Die Bukowski sticht in See

Sophie Andrell

Ich glaube, ich habe mich in ihn verliebt, in dem Moment, als er seine Gitarre hervorholte und zu spielen begann. Dann sang er dazu und seine Stimme war wundervoll. Irgendetwas zwischen einschmeichelnd, weich und liebevoll. Aber auch mit einem Hauch Melancholie. Und er wusste um seine Wirkung auf Frauen, todsicher.

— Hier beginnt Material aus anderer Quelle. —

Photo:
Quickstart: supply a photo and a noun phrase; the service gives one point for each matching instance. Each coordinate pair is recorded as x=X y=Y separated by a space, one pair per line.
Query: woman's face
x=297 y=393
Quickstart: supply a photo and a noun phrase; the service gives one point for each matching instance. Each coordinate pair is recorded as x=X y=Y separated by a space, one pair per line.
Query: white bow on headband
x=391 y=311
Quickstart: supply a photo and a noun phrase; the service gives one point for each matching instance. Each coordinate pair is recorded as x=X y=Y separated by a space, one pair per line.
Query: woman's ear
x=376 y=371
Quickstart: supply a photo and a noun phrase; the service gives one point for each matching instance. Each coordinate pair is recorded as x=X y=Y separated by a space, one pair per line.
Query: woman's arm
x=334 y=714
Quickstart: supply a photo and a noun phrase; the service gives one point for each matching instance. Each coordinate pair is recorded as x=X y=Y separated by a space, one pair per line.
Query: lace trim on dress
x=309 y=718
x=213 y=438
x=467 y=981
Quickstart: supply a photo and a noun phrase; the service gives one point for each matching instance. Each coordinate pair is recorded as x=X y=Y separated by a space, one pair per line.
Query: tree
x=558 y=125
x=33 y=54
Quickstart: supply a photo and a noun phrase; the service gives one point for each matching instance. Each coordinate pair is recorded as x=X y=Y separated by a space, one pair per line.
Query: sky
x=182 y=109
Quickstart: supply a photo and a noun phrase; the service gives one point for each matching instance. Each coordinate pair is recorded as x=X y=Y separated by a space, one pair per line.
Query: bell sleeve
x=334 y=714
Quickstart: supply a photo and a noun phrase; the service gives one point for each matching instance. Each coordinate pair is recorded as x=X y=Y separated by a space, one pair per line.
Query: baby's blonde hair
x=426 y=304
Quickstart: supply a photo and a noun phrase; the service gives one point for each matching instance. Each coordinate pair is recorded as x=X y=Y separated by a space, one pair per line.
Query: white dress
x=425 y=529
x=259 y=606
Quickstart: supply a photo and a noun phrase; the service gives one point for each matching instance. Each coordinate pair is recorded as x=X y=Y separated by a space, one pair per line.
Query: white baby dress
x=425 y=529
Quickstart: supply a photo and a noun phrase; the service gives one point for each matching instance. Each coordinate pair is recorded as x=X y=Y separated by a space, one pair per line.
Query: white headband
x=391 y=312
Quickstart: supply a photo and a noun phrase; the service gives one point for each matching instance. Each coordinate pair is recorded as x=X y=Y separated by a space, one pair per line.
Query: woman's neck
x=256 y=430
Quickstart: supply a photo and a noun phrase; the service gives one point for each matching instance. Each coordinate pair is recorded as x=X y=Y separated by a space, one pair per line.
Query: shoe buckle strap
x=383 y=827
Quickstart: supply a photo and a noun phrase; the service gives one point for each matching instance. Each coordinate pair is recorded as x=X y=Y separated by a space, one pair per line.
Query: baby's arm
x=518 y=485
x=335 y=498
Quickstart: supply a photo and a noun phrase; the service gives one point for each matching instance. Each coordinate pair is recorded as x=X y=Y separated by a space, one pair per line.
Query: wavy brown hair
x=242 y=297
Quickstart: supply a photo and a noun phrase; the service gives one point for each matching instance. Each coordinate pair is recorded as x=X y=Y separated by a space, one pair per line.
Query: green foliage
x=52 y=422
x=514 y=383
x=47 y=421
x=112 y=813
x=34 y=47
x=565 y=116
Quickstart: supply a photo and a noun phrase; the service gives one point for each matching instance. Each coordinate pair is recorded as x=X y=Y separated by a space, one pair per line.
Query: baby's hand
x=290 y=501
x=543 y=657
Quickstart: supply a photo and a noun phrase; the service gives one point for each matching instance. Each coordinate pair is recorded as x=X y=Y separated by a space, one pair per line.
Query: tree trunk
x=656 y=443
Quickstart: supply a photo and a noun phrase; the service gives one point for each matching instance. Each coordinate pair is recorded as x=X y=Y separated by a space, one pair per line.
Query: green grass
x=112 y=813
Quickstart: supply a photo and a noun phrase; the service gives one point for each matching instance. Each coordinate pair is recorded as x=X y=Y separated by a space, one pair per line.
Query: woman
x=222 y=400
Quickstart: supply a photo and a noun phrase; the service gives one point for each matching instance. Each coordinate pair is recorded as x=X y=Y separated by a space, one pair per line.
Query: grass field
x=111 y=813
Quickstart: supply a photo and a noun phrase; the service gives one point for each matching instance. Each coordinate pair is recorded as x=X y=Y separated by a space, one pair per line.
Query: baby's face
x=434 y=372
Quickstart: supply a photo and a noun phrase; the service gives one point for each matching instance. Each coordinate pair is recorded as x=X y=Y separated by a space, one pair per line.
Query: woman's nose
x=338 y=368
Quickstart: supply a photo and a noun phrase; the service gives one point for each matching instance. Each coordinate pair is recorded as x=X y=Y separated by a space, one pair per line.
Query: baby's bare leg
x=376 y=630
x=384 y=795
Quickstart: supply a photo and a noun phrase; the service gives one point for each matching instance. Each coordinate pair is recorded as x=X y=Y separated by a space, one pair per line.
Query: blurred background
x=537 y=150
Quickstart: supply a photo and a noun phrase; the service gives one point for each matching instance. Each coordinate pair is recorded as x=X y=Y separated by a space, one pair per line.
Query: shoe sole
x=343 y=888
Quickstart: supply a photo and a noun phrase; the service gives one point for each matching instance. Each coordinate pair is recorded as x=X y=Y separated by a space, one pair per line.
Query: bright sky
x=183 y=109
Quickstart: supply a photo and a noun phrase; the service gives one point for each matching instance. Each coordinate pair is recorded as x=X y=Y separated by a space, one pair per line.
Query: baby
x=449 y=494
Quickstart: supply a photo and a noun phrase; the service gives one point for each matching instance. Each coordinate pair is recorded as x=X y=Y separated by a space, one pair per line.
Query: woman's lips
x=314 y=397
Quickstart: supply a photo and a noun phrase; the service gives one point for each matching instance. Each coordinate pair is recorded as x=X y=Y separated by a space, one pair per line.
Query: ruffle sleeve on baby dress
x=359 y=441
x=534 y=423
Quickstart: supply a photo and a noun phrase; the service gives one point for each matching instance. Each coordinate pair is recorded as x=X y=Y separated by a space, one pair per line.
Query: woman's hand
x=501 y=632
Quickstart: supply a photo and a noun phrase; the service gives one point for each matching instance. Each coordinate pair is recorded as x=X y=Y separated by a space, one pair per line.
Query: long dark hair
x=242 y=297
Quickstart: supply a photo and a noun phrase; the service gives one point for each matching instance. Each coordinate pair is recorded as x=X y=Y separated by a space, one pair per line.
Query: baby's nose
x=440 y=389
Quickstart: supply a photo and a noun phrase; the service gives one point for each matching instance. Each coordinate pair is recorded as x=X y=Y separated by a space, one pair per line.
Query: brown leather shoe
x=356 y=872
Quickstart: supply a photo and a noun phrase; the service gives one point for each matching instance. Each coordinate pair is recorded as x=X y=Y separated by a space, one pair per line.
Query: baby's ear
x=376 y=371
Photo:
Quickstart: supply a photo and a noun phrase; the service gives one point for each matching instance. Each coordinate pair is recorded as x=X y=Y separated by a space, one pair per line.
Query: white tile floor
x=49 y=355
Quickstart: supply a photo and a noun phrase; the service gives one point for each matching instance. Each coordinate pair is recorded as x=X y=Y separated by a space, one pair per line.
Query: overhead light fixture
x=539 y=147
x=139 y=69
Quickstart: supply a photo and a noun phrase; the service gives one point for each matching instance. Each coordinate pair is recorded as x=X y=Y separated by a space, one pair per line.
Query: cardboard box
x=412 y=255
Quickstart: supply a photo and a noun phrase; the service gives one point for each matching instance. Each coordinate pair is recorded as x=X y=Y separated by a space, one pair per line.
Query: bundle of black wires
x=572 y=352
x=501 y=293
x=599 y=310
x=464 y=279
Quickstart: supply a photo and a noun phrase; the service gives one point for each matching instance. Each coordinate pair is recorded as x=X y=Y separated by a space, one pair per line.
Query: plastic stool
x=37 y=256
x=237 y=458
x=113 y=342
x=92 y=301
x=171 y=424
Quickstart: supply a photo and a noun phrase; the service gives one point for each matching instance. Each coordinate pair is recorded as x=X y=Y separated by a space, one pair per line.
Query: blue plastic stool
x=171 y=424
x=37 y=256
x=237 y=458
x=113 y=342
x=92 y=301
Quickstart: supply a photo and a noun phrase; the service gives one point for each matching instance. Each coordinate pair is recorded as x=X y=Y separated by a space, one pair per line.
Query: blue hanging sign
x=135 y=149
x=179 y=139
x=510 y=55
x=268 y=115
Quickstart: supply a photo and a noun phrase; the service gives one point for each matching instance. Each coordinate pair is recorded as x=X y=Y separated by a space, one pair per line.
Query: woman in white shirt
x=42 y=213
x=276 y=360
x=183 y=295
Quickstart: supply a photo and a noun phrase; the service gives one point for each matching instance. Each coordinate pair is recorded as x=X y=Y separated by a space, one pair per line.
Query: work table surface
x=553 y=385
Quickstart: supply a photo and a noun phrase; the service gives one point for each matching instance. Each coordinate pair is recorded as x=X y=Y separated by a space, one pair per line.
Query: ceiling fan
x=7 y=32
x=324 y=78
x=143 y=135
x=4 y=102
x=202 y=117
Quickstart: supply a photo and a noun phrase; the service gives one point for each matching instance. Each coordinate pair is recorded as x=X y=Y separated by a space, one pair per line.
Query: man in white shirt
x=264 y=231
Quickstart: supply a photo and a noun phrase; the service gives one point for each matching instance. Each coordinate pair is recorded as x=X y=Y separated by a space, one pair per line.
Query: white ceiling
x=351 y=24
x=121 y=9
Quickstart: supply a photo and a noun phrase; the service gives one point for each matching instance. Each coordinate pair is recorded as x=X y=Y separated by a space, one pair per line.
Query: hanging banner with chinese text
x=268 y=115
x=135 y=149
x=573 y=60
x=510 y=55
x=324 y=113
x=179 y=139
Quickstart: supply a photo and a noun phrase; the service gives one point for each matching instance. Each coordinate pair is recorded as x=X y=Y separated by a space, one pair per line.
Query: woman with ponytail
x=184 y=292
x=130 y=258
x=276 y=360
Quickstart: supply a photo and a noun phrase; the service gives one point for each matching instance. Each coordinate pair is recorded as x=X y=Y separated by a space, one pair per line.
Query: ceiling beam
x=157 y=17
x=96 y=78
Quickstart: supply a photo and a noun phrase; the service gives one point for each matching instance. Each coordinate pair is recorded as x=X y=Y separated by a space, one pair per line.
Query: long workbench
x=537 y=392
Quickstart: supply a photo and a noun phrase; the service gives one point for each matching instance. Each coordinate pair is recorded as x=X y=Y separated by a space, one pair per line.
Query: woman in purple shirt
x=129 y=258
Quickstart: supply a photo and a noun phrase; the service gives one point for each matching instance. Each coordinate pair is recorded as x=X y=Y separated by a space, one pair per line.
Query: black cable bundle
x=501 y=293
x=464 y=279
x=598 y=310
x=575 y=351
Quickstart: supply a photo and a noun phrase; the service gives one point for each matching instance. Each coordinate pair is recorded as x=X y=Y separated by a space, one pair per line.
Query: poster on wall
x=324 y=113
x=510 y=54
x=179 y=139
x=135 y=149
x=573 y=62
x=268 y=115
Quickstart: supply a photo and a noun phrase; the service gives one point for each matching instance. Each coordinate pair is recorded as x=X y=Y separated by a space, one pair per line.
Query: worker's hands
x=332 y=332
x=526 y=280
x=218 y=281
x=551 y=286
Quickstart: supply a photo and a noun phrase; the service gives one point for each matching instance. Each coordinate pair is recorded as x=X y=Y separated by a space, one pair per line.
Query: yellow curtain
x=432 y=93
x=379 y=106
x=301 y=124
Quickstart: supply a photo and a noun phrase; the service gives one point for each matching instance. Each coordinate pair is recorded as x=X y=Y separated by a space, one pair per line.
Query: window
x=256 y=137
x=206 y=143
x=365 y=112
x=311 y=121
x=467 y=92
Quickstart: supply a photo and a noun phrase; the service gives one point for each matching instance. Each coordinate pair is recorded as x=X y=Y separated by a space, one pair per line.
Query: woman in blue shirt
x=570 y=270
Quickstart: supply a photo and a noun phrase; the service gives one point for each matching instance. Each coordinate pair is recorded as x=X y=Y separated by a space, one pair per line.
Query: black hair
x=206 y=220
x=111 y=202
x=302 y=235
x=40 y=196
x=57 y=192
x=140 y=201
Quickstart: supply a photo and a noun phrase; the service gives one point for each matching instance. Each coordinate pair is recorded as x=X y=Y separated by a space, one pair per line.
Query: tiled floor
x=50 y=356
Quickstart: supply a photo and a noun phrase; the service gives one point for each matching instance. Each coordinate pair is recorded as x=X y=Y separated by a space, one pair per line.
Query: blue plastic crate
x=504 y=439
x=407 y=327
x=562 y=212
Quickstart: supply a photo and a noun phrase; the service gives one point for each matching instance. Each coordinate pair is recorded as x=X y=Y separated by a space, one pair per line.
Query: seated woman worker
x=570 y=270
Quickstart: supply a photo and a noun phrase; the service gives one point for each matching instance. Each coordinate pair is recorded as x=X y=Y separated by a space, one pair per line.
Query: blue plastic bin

Ich musste ihn sofort anfassen. Wie er so dastand, nackt bis auf die Haut auf seinem Boot. So braun gebrannt, sein Körper so muskulös. Er war nicht schlank, aber auch nicht dick. Vielleicht ein wenig untersetzt. Sein Haar flatterte verwegen im Wind, schwarz mit einzelnen weißen Strähnen. Es hat nicht lange gedauert und wir fingen an, uns gegenseitig zu befummeln. Ich war so erregt.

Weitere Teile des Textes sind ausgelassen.